One of my co-workers is being sucked into my project more than planned, because he's far more familiar with the temperamental nature of a key piece of the software infrastructure. And he's had a slog of it, not made any easier by the fact that he has to wait anywhere from several minutes to an hour to discover that the latest round of typed incantations has not appeased the software in question.
He showed me the results of a significant breakthrough he'd made today. "You're awesome," I said in appreciation of his doggedness. Alas, he's not the kind of guy who takes praise well, and immediately started to verbally sidle away from it. "Oh, just shut up and be awesome!" I said, half-laughing with exasperation at this quirk of his.
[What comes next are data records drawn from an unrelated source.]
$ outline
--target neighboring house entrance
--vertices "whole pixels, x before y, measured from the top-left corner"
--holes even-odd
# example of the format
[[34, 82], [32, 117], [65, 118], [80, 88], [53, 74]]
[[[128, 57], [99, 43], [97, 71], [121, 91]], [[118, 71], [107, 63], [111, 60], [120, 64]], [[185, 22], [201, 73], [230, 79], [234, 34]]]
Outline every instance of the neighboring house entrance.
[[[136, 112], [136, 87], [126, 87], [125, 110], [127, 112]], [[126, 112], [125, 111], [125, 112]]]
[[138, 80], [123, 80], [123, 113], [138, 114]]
Come to think of it, it's not a bad antidote to the SXSWi hype this week, with all the launch parties of near-identical apps (fueled by booth babes and free booze). Maybe it's just me, but I'm starting to feel that fin de siecle malaise born of the sense of too many hipster software companies mistaking the zeitgeist (read, narcissism with GPS) for The Next Big Thing. Which, if my gut is correct, means that deep down the hipsters know it too, and much of the noise is them talking themselves out of that.
Or maybe I'm just older and crankier than usual today. That being said, I'd still appreciate some shut-up-and-be-awesome from the zeitgeist. kthxbi.